There are many other technologies that confirm K, including cross-validation, information standards, information theory hopping, image method and G-means algorithm. In addition, the Cross group distribution of monitoring data points can be further understood
How the algorithm divides data for each k.
Example: applying K-means Clustering to distribution fleet data
For example, we will show how the K-means algorithm handles the sample data set of the distribution team driver data. For simplicity's sake, we'll only look at two driver features: Average daily driving distance and the average time percentage of a driver >5mph above the speed limit. Total
Body, the algorithm can be used for any number of features, as long as the number of data samples is much larger than the number of features.
Step 1: Clean and retrofit data
In this case, we've cleaned up and done some simple data transformations. The data sample is shown as Pandas Dataframe as follows.

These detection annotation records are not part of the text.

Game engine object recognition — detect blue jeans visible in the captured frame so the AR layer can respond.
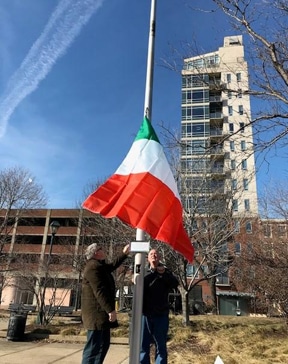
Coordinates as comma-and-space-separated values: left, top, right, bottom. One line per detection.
82, 328, 110, 364
140, 315, 169, 364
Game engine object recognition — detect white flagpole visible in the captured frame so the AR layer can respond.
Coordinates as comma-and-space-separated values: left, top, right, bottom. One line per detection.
129, 0, 157, 364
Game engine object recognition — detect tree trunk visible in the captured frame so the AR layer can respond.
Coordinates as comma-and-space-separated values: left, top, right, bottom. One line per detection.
180, 288, 190, 326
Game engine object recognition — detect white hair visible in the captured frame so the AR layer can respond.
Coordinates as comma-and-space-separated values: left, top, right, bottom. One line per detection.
85, 243, 97, 260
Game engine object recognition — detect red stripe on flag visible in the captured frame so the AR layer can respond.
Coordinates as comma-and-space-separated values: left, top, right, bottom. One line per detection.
83, 173, 194, 262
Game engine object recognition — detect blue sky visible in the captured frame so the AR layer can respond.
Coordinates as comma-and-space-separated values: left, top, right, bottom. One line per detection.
0, 0, 279, 208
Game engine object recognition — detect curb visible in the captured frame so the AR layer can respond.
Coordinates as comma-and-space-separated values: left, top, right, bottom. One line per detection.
0, 330, 129, 345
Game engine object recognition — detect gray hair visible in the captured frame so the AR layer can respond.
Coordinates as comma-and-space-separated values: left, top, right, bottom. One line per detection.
85, 243, 97, 260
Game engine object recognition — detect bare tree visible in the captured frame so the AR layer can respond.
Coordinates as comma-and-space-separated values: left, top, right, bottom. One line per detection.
232, 183, 288, 315
0, 167, 46, 301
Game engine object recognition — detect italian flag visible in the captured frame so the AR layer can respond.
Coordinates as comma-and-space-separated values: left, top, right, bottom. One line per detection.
83, 117, 194, 262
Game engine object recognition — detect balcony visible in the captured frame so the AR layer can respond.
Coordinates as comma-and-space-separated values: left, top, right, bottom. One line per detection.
209, 95, 222, 102
209, 111, 223, 119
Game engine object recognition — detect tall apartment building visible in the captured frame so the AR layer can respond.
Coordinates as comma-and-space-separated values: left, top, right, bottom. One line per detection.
181, 36, 258, 216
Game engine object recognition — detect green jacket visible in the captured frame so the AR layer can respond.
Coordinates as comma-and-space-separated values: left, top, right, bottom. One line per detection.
81, 254, 127, 330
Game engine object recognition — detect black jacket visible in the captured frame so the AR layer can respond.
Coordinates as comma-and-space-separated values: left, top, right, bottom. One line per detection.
81, 254, 127, 330
143, 268, 179, 316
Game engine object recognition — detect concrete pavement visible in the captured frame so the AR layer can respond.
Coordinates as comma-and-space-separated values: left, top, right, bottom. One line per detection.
0, 317, 129, 364
0, 338, 129, 364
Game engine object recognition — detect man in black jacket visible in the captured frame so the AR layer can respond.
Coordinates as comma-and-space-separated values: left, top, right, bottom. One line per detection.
81, 243, 129, 364
140, 249, 179, 364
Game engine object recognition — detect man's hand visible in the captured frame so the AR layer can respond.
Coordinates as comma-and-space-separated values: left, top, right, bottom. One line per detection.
108, 311, 117, 322
123, 244, 130, 255
156, 265, 165, 274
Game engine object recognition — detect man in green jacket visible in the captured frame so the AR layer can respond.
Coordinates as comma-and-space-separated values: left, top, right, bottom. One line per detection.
81, 243, 130, 364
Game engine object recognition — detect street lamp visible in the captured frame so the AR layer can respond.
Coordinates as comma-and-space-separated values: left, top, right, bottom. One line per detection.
47, 221, 60, 260
39, 221, 60, 325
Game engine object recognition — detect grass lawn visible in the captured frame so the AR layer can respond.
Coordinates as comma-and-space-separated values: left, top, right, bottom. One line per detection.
3, 313, 288, 364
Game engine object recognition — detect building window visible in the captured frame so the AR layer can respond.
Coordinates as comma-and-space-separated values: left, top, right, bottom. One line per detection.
263, 224, 271, 238
234, 220, 240, 233
244, 199, 250, 211
278, 225, 286, 236
243, 178, 249, 191
232, 200, 238, 211
186, 264, 199, 278
246, 221, 252, 234
216, 272, 229, 285
241, 159, 247, 169
241, 140, 246, 152
235, 242, 241, 255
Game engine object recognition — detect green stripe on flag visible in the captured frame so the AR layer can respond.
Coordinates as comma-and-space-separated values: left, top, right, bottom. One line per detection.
135, 116, 160, 143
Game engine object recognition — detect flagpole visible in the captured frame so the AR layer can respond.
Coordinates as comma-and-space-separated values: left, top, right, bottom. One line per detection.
129, 0, 157, 364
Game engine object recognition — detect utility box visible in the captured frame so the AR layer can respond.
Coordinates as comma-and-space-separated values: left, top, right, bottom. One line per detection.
7, 312, 27, 341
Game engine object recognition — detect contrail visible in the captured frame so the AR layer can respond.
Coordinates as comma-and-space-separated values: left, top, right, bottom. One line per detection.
0, 0, 104, 137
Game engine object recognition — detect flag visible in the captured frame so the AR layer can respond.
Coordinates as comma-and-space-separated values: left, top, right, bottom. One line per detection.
83, 117, 194, 262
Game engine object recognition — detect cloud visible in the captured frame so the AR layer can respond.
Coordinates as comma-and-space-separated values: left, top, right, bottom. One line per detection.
0, 0, 104, 138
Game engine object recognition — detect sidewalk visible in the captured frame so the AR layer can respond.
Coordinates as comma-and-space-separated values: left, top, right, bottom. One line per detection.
0, 338, 129, 364
0, 318, 129, 364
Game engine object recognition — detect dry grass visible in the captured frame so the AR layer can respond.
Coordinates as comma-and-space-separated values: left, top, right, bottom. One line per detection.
168, 316, 288, 364
12, 313, 288, 364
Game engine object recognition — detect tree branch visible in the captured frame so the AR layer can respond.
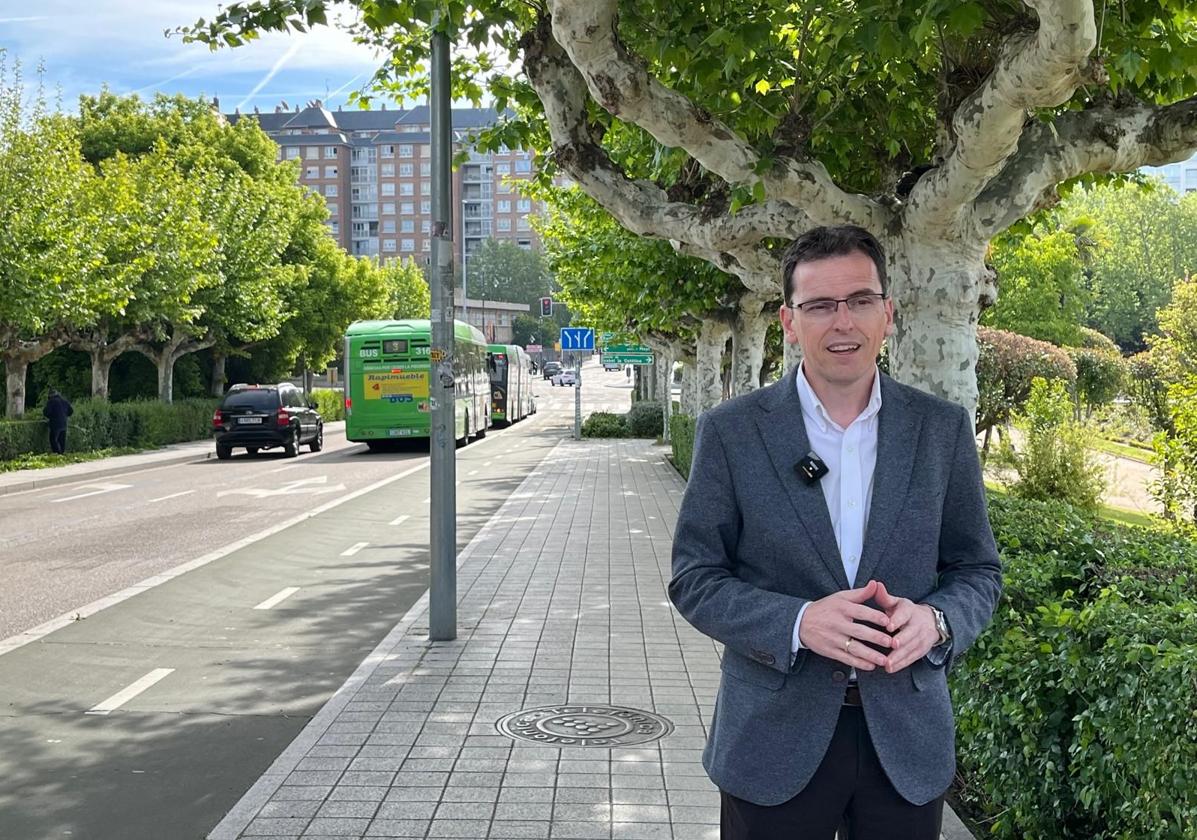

The following chart shows the data sets of 4,000 drivers, the x axis represents the distance feature, and the Y-axis represents the acceleration feature.
Step 2: Select K and run the algorithm
First choose K=2. For this example, use the Python package Scikit-learn and numpy for calculations, as follows:
The category token is returned with Kmeans.labels_.
Step 3: Review of results
The results are shown below. You can see that the K-means algorithm is divided into two groups based on the distance feature. Each cluster centroid is marked with a star.
Center of mass of Group 1 = (49.62, 8.72)
Center of mass of Group 2 = (179.73, 17.95)
Using the domain knowledge of the dataset, we can infer that group 1 is an urban driver, and group 2 is a village driver.
Step 4: Iterate over the values of K
Test the results of the k=4. To accomplish this, all you need to change is the number of targets in the Kmeans () function.
The following chart shows the results of clustering. We saw that the algorithm identified four different groups; the drivers of speeding are now separated from those who observe the speed limit, except the difference between the countryside and the city. The speed threshold of urban driving group is higher than that of rural drivers
Low, probably because city drivers spend more time on intersections and parking traffic.
Additional Notes and alternatives
Feature Engineering
Feature engineering is the process of using domain knowledge to select which data metrics are used as feature inputs into machine learning algorithms. Feature engineering plays a key role in K-means clustering, and it is essential to capture the variability of data using meaningful features, and to identify all naturally generated groups for the algorithm.
Categorical data (for example, category labels such as sex, country, browser type) need to be encoded or separated from the data in a way that still allows the algorithm to be used.
Feature transformations, in particular representing interest rates rather than measurements, can help normalize data. For example, in the example of delivering a convoy above, if the total driving distance is used instead of the average distance per day, the driver is driven by how long they are driving in the company instead of the rural and urban groupings.
Alternative scenarios
There are many alternative clustering algorithms, including Dbscan, spectral clustering, and Gaussian mixture modeling. dimensionality reduction techniques, such as principal component analysis, can be used for different group patterns in the data. One possible result is that there is no organic cluster in the data;
Some data along a single group of contiguous feature ranges. In this case, you may need to review the data features to see if you need to include different measurements or feature transformations to better represent the variability of the data. In addition, you may want to impose a classification or
Mark and modify your analytical methods based on the knowledge domain.